Dan Grover — a product manager who has worked for the Chinese messaging giant in Guangzhou, Guangdong, China for the past two years — is apparently making the move to Facebook.

The news was announced on Twitter by Uber employee Chenyu Zen. In her tweet, Zen shared a photo of a cake adorned with the logos of both WeChat, and Facebook, a note below it contained Grover’s name. Zen also shared the following message alongside the image: “Wow! This should be news! FB hired Dan Grover from WeChat … Now all the china knowledge will be with FB?!”

Dan Grover, via dangrover.com
Dan Grover, via dangrover.com Image used with permission by copyright holder

Grover had previously announced his departure from WeChat, and its parent company Tencent, in a tweet shared last month, reports VentureBeat. He did not reveal where he would be heading next.

It is unclear at this stage what role Grover will assume at Facebook. In the past, he has written extensively about messaging apps, and bots, on his blog. In a couple of highly cited essays, Grover has argued that foreign chat services (such as WeChat) have thrived because they offer all-in-one solutions for OS limitations. In particular, he cites the needless notifications offered up by smartphones, and limited features (such as QR code scanners), memory-draining apps, and problematic payments solutions.

WeChat, on the other hand, offers almost all of these tools, and is viewed as a trendsetter due to its early, successful, adoption of bots. Facebook has tried to emulate its Asian counterpart with its own wildly successful Messenger app, most recently launching bots on the platform.

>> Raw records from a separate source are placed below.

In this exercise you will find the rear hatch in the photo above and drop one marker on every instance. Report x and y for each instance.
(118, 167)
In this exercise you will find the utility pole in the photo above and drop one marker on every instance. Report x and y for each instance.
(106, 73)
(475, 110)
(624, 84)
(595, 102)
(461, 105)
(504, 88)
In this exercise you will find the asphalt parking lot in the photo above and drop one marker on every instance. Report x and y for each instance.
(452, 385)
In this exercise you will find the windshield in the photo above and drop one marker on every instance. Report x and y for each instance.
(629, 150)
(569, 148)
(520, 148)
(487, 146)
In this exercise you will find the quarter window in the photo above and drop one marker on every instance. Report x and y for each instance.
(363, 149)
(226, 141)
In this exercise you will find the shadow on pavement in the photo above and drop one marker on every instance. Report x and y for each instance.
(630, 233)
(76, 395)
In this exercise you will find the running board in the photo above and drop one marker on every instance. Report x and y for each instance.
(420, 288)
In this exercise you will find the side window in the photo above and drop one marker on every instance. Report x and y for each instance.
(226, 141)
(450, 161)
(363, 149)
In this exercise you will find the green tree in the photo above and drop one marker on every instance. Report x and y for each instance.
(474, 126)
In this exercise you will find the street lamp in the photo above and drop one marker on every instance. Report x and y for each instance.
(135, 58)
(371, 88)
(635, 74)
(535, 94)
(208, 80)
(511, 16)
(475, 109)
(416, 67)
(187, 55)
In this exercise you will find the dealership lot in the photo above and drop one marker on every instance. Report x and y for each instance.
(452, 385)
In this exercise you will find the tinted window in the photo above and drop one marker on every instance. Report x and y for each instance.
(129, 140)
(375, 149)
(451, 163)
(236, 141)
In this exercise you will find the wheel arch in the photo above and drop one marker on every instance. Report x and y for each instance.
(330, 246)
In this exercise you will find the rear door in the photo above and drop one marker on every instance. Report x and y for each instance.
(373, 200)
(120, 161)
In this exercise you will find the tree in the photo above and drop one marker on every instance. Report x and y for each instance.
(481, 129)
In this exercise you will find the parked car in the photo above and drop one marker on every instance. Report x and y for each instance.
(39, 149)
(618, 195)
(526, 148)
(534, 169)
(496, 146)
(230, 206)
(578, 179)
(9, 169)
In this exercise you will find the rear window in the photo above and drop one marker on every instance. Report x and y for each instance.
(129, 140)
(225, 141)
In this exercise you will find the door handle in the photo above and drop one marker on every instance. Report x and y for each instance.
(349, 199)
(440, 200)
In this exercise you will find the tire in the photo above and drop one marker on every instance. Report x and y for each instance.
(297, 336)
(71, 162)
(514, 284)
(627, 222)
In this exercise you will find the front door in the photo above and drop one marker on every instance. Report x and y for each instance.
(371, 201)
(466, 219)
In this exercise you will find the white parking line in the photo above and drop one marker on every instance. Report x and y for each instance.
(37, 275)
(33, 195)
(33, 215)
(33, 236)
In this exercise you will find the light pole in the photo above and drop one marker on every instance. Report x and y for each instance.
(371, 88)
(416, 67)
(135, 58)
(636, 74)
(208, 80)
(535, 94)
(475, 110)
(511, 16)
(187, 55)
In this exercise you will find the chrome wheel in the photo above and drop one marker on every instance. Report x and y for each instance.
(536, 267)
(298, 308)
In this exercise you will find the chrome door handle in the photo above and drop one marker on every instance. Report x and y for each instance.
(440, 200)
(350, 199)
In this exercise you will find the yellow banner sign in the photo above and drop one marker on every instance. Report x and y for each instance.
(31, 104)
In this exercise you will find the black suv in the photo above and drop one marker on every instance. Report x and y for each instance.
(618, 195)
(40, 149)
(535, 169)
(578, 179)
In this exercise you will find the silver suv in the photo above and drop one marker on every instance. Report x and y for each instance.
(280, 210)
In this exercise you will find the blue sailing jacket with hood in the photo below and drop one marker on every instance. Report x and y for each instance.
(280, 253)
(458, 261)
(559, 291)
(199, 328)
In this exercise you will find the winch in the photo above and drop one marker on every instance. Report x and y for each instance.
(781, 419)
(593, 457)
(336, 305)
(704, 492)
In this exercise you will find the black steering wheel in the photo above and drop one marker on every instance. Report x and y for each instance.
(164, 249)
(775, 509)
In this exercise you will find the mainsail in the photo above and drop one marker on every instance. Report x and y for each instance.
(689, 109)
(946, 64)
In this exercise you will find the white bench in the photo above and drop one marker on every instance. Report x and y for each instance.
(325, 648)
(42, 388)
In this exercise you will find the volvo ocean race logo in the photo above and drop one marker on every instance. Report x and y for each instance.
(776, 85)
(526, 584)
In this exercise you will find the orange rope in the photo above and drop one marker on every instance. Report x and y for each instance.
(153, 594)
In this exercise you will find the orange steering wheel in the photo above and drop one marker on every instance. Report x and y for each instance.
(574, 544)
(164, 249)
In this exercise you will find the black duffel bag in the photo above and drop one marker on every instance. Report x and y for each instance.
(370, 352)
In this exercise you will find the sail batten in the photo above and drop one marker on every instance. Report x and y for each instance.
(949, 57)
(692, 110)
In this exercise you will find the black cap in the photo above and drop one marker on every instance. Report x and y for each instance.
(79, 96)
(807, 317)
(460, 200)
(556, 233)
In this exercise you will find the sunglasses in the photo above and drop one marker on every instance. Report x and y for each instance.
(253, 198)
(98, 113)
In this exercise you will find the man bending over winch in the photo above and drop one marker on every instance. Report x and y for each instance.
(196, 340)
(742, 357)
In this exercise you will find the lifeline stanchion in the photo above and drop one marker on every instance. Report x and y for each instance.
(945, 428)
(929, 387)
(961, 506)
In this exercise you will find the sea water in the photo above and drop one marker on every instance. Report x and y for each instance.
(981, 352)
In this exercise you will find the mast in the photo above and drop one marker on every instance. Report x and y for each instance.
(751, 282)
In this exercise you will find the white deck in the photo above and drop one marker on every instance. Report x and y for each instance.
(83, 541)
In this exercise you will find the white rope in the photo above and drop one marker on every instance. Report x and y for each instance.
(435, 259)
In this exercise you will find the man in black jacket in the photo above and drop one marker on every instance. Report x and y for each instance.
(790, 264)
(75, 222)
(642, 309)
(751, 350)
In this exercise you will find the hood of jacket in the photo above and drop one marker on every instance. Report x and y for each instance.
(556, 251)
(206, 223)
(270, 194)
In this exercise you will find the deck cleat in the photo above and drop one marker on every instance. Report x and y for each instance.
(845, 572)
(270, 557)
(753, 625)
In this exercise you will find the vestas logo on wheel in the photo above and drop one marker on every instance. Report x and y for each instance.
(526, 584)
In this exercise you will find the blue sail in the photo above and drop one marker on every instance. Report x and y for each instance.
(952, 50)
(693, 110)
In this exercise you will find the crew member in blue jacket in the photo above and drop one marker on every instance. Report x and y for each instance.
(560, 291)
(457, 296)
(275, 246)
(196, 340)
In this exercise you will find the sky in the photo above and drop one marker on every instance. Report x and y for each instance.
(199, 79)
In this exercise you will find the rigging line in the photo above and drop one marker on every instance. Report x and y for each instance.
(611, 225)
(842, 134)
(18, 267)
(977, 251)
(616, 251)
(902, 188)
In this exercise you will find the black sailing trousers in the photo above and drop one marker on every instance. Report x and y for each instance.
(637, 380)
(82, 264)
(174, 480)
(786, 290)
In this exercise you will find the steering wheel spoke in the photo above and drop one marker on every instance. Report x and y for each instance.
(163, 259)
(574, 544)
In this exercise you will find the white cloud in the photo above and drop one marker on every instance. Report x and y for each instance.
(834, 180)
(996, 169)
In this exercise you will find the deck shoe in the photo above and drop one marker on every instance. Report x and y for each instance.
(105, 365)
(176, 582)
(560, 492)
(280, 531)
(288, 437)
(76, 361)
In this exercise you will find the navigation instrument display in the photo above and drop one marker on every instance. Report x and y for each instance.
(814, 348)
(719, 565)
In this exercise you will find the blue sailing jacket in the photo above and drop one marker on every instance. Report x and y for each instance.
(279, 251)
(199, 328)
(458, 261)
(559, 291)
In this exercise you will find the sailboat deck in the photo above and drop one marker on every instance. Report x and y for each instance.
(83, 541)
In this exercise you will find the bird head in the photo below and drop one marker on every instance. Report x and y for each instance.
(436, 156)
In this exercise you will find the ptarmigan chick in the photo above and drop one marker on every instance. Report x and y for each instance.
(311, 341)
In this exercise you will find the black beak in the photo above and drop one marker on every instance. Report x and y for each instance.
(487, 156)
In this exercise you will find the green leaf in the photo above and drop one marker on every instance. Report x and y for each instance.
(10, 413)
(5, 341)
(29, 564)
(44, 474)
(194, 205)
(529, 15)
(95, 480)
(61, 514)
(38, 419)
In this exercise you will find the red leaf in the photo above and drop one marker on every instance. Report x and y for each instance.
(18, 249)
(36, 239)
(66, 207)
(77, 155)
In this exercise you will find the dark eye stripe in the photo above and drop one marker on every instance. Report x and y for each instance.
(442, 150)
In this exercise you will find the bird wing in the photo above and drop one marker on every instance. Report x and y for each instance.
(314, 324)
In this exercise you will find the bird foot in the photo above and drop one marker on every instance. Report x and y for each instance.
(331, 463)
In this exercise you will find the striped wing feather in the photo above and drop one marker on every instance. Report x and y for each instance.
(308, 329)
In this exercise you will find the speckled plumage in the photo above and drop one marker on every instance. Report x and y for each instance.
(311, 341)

For WeChat, this all encompassing strategy has worked a charm. The app announced in January — on its fifth anniversary — that it has 650 million global monthly active users.

“Silicon Valley is trying to learn from the success of Asian messenger apps,” states Grover in a recent essay. “This involves a peculiar fixation on how these apps, particularly WeChat, incorporate all sorts of functionality seemingly unrelated to messaging.”